Now is the time for any employer handling protected health information to have an assessment performed to determine if they are subject to HIPAA. Now is the time for any employer handling protected health information to have an assessment performed to determine if they are subject to HIPAA.

Most employers that provide self-funded or self-administered health insurance benefits to their employees are considered covered entities and must comply with HIPAA privacy rules. This includes many employers with self-funded plans, even if a third-party administrator is utilized (although there is an exception for plans with fewer than 50 participants).

In addition, employers may be covered entities if they provide certain wellness programs, employee assistance programs, medical reimbursement accounts, or on-site clinics (if operated by the employer).

Similarly, an employer may be considered a “business associate” of its insurance provider if it receives protected health information while performing services for the insurance provider or another covered entity. These employers will need to manage their relationships with benefit administrators through business associate agreements.
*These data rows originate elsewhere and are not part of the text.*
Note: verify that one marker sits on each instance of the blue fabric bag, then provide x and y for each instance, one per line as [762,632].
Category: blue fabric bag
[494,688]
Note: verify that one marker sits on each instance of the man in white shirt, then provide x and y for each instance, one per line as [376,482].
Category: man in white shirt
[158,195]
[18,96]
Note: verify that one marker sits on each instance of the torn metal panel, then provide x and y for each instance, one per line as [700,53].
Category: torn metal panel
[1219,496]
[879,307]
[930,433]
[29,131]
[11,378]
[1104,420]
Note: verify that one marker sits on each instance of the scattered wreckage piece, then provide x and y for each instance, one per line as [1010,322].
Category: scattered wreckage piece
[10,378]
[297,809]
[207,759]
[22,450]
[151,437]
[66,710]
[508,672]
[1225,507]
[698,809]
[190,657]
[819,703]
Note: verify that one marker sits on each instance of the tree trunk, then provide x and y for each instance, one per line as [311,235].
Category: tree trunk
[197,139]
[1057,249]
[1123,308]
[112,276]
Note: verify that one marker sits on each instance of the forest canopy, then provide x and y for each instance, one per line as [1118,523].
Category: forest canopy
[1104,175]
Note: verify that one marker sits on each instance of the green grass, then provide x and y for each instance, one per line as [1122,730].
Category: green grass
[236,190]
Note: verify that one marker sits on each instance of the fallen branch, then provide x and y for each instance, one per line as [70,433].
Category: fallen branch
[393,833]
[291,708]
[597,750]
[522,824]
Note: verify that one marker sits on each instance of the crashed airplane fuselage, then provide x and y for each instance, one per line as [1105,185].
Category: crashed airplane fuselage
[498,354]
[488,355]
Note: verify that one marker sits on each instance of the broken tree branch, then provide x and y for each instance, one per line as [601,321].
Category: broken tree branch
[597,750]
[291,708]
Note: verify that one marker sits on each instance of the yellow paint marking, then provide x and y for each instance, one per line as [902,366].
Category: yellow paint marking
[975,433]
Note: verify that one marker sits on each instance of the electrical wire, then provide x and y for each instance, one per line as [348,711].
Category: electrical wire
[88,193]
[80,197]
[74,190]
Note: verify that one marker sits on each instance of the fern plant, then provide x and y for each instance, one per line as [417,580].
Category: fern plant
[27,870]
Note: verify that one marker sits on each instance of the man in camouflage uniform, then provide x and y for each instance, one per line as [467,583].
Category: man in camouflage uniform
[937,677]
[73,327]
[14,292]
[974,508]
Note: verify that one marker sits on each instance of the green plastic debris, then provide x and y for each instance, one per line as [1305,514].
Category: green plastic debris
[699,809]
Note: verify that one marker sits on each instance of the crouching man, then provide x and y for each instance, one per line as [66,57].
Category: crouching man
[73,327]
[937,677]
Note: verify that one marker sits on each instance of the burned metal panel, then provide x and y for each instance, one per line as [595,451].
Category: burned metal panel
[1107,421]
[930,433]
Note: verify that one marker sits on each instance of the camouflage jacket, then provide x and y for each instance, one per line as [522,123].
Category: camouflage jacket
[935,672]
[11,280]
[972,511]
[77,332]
Protected health information generally means health information about identifiable individuals that:

  • is created or received by a health care provider, health plan, public health authority, employer, life insurer, school or university, or health care clearinghouse; and
  • relates to the physical or mental health or condition of an individual; the provision of health care to an individual; or the payment for the provision of health care to an individual.
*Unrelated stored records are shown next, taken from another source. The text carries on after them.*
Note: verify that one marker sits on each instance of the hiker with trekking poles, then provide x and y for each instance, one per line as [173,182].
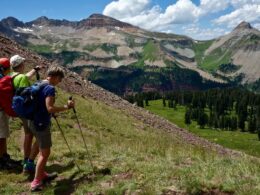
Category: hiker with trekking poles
[40,124]
[10,82]
[21,81]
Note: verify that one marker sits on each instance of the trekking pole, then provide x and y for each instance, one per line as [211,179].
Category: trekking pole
[62,133]
[81,132]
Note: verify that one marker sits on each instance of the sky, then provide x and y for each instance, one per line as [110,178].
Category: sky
[199,19]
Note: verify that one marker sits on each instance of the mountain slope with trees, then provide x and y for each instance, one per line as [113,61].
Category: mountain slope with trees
[100,42]
[145,153]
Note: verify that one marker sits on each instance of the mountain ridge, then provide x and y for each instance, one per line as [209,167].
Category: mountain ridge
[102,41]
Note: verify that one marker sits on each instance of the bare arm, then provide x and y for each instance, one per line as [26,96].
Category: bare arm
[33,71]
[30,73]
[49,101]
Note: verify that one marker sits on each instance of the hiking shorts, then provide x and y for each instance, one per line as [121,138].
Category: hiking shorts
[4,125]
[25,125]
[43,136]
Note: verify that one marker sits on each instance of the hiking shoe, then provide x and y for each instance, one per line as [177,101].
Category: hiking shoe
[8,165]
[5,166]
[29,167]
[8,159]
[36,185]
[47,177]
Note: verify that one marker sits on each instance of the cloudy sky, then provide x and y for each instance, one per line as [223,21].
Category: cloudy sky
[199,19]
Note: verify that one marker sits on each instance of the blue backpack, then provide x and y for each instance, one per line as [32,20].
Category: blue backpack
[25,101]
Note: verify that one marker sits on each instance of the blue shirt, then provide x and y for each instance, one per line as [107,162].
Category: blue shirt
[43,117]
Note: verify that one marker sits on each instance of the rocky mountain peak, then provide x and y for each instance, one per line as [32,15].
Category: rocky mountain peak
[244,26]
[41,20]
[99,20]
[12,22]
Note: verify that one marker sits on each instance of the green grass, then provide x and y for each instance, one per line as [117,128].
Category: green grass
[199,49]
[212,61]
[245,142]
[142,160]
[150,51]
[40,48]
[90,47]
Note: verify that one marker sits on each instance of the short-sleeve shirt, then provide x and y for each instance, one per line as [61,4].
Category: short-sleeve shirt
[21,80]
[42,116]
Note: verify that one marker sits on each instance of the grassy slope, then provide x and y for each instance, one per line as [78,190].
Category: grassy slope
[246,142]
[212,61]
[142,159]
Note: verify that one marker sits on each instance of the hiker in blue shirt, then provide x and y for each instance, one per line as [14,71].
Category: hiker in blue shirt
[21,81]
[6,163]
[40,125]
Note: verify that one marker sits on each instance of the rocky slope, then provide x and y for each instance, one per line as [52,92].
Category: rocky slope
[74,83]
[101,41]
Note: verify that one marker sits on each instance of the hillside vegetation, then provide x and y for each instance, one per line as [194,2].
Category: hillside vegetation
[243,141]
[143,160]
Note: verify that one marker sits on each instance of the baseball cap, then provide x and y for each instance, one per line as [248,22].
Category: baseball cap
[16,60]
[4,62]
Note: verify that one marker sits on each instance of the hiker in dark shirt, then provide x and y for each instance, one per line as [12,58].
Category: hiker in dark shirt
[40,126]
[21,81]
[6,163]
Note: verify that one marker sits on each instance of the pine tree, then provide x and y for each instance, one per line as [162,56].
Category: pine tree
[241,123]
[188,116]
[146,102]
[203,119]
[164,102]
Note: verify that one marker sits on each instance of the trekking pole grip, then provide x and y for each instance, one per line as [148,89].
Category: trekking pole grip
[70,98]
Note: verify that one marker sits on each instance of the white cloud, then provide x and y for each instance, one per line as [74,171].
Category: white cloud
[248,13]
[184,12]
[138,13]
[212,6]
[240,3]
[199,33]
[125,9]
[257,26]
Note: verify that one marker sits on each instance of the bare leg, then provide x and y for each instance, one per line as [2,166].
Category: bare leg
[3,147]
[27,144]
[34,151]
[41,163]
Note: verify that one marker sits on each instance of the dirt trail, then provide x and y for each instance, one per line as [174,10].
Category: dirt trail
[74,84]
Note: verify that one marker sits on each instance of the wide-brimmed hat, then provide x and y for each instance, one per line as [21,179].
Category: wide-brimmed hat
[16,60]
[5,63]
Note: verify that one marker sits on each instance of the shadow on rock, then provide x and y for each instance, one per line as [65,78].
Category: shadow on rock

Employers exempted from HIPAA:

If an employer receives protected health information solely in its role as an employer, it is not subject to HIPAA. Such protected health information may be related to the Family and Medical Leave Act, worker’s compensation claims, life and disability insurance, or medical information relating to the ability of an employee to perform duties required for employment. Employers with self-funded or self-administered plans with fewer than 50 participants.

September 23 is the deadline for most action items under the final HIPAA regulations, so there is a renewed urgency for employers to evaluate whether a business is subject to HIPAA. If an assessment determines an employer is a covered entity or business associate under HIPAA, it must comply with requirements of HIPAA and the Health Information Technology for Economic and Clinical Health (HITECH) Act.
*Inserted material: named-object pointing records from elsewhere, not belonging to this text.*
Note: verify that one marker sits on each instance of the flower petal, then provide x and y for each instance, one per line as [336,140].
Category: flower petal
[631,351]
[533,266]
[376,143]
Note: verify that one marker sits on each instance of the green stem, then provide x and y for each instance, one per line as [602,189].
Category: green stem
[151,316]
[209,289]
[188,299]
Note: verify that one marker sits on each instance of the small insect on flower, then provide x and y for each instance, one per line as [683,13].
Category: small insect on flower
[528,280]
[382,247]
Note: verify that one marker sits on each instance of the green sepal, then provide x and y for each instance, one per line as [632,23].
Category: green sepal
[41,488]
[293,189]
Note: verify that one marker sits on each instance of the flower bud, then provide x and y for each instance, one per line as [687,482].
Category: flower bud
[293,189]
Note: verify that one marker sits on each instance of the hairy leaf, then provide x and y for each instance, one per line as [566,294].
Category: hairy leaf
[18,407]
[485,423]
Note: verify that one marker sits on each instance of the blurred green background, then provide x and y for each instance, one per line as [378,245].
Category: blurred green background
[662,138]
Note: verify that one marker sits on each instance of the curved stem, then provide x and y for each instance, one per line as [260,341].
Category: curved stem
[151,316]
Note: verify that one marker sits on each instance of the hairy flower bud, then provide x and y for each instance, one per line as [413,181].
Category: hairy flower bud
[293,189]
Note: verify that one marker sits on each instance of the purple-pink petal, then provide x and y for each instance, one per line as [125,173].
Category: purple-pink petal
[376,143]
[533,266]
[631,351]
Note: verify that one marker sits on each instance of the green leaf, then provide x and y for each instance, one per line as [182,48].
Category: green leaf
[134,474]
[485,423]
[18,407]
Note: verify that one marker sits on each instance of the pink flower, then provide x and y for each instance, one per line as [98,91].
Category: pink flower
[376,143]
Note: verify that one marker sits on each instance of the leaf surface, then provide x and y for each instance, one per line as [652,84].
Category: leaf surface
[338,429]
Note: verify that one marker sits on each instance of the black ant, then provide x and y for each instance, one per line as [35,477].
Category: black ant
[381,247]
For example, if an employer is determined to be a covered entity, it must:

perform a risk assessment;
have a written privacy policy;
update and distribute a notice of privacy practices;
have privacy rules in place;
train the workforce of individuals who have access to protected health information; and
have forms and policies in place for complying with participant requests for restrictions on the use of protected health information and for providing copies of protected health information to others.

Covered entities must also identify and have agreements with business associates who have access to protected health information.

Both covered entities and business associates must be cognizant of the obligation to report breaches of protected health information under HIPAA and HITECH.

New breach penalties are higher and U.S. Department of Health and Human Services has become more aggressive in its enforcement. Penalties may range from as low as $100 per violation to as high as $50,000 per violation, up to a maximum penalty of $1.5 million dollars per year, depending on the circumstances and nature of the violations. Covered entities that suffer a breach and have not taken appropriate steps to comply with the rule will be more severely penalized.